2 Ağustos 2016

Özel görevli bölümleri vardır yargı mekanizmasının çok acımasızdırlar. Ve çok şefkatlidirler kimilerine karşı. Soğuk Savaş’ın Mccarthyci, solun her türüne karşı alarm işlevi gören oluşumlarının günümüze kadar devam etmiş kalıntılarıdır.
Adeta kan davası güderler sola karşı. Ama toplu kıyım yapan sağcılara karşı çok hoşgörülüdürler.
Yargıtay Hrant Dink davası hakkında mahkumiyet kararı verirken,  mahkumiyette ısrar eden üyelerden biri, “Aramızda bile, Dink’in beraatini isteyen hainler var” diyecekti.
Belge’nin en yetkin çevirmenlerinden biri olan Suzan Zengin, IHD’de de çalışma yürütmüş bir arkadaşımızdı. Sol dünya görüşlüydü. Kartal’daki basın ofisinden alınarak, hukuk dışı bir davranışla iki küsur yıl hapis tutuldu. Kalbinden rahatsızdı. Tahliye edildiğinde artık çok geçti. Hemen yatırıldığı hastanede geçirdiği kalp ameliyatından sonra komaya girdi.
Füsun Erdoğan, Özgür Radyonun yayın yönetmeni idi. Radyo kapanmasın diye, kullanılan söylemlerin gerekçe olmaması için son derece dikkatli idi. Ama bir işe yaramadı.
Hunharca 8 yıl hapis tutuldu. Bu hunharlık için sol dünya görüşüne sahip olması yeterli idi.
Çevirmen, Araştırmacı Yazar Akif Ahmet Mücek, Rengahenk Sanat ve Kültür Merkezinde harika işler yaparken, Yargıtayın bu kan davacı dairesi nedeniyle, her şeyi terk edip mülteci olmak zorunda kaldı. Okuyun bu darbeyi anlamak için onun yıllar önce yazdığı “Askeri Darbeler” kitabını. Ya da İHD İstanbul Şubesi yöneticilerinden, Gerry Adams’ın “Falls Anıları” ve “Kanlı Pazar” kitaplarının çevirmeni Avukat Fazıl Ahmet Tamer. Bunlar aklıma gelen kimi ilk örnekler Yargıtayın Dokuzuncu Dairesinin sola yönelik acımasız kararlarından.
Şimdi onların da hukuka ihtiyacı var.
Bahçelievlerdeki TİP’li gençlere yönelik katliamın failleri, bir süre sonra elleri kollarını sallayıp gezinip, orada burada dayılanıp, kahraman pozlarına girerken, Maraş Kıyımı’nın kimi zanlıları mebus bile olurken, Sivas Katliamı’nın kimi failleri “mülteci” olarak Avrupa’da huzurlu bir hayat sürdürürken, kazara yakalanan katillerle, kimi polisler bayraklı selfiler çekinirken, sol görüşlü insanların 18- 20 yıl önce açılmış, tahliye oldukları davalardan, Yargıtayın malum daireleri çatır çatır müebbet hapis cezaları alabiliyorlardı.

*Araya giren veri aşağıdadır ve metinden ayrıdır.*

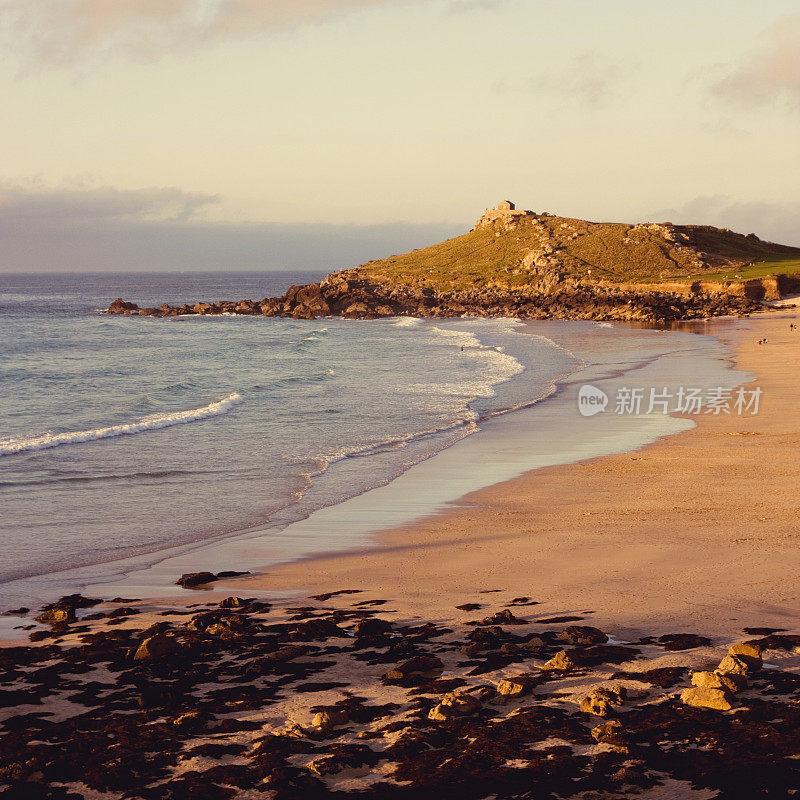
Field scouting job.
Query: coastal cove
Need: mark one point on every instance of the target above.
(502, 448)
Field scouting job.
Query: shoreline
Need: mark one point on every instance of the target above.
(379, 686)
(399, 562)
(434, 483)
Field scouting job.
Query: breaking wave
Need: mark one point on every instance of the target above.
(154, 422)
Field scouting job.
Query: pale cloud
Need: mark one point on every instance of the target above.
(62, 31)
(591, 79)
(774, 221)
(105, 228)
(55, 207)
(462, 6)
(770, 72)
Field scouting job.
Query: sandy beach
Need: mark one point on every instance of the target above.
(697, 530)
(621, 627)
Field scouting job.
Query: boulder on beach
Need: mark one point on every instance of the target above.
(156, 648)
(706, 697)
(191, 579)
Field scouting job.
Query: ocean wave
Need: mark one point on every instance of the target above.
(153, 422)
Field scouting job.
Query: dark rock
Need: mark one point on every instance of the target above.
(191, 579)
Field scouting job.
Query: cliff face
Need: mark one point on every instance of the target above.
(521, 264)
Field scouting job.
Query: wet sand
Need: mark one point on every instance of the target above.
(697, 531)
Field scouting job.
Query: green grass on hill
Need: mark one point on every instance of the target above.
(598, 251)
(758, 269)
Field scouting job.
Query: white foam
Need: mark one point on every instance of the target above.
(153, 422)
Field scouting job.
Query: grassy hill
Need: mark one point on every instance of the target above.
(518, 248)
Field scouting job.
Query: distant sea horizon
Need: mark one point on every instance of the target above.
(122, 437)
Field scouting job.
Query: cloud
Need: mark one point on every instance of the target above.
(770, 72)
(464, 6)
(107, 229)
(590, 78)
(62, 31)
(777, 222)
(71, 206)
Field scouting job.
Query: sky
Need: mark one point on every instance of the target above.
(270, 134)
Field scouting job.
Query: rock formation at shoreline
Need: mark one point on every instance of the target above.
(538, 266)
(340, 697)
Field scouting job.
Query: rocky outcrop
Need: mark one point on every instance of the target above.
(521, 264)
(347, 295)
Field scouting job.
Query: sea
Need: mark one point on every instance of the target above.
(126, 438)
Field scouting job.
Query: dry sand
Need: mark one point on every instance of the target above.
(698, 531)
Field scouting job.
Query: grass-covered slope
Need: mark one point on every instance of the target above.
(515, 249)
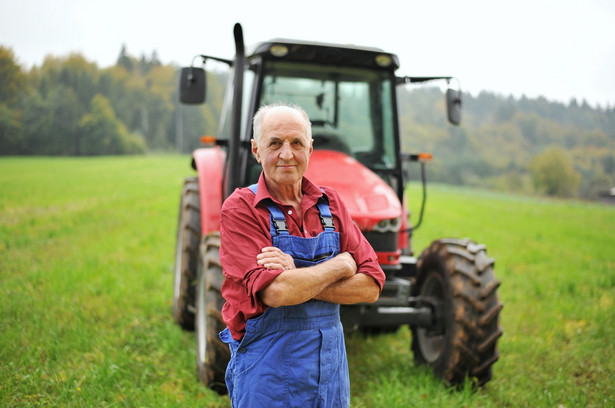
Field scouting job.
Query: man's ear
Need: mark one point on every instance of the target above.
(255, 150)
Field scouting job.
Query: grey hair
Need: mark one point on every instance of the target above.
(263, 110)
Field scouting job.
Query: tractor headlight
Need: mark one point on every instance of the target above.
(389, 225)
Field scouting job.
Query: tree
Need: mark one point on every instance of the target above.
(12, 80)
(102, 133)
(554, 174)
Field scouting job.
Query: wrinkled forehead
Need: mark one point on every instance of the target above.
(282, 122)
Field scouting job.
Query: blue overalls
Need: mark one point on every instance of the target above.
(292, 356)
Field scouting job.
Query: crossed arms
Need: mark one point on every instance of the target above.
(335, 280)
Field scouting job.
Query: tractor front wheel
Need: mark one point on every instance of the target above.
(456, 278)
(212, 354)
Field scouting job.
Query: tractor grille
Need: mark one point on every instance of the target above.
(382, 241)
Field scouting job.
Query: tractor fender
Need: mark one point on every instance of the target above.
(209, 164)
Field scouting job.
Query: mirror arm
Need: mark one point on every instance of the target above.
(204, 59)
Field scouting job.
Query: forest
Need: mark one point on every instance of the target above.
(68, 106)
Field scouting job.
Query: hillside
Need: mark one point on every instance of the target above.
(70, 106)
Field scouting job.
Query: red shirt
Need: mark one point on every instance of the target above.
(244, 231)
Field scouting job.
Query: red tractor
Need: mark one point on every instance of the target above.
(448, 295)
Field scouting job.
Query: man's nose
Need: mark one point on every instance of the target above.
(286, 151)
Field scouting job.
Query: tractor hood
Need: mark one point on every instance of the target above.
(368, 198)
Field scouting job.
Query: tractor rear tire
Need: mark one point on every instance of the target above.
(458, 276)
(212, 354)
(186, 254)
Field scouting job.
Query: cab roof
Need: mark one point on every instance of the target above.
(324, 53)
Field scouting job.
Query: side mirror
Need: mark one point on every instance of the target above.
(453, 106)
(192, 85)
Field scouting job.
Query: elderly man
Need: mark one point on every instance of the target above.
(291, 255)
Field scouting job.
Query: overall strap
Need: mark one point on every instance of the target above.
(278, 222)
(325, 214)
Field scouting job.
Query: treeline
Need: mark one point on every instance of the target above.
(520, 145)
(70, 106)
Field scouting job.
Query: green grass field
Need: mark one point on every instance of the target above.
(86, 258)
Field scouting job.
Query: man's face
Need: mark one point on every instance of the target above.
(284, 148)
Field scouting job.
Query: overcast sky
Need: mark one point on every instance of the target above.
(556, 49)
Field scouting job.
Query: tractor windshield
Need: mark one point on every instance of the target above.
(350, 108)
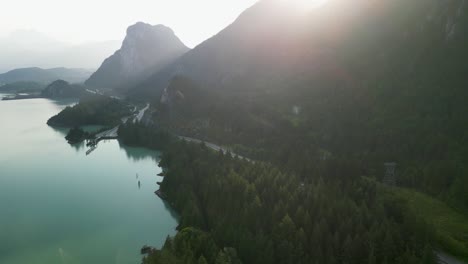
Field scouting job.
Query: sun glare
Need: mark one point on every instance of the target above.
(310, 3)
(305, 5)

Yasal bir partinin çalışanları, Parti okulunda siyaset bilimi dersi aldıkları ve kimi akademisyenler ders verdikleri için çatır çatır yıllarca hapis yatırılabildiler KCK davalarından.
AKP’nin parti okulu olabilir, ama HDP’nin olamazdı.
Şimdi KCK operasyonlarını yöneten, “Kontrolü almamıza az kaldı” diye böbürlenen polis şeflerinin kimileri, yukarıdaki hukuk dışı yargının uygulayıcısı olan kimi savcı ve hakimler tutuklu.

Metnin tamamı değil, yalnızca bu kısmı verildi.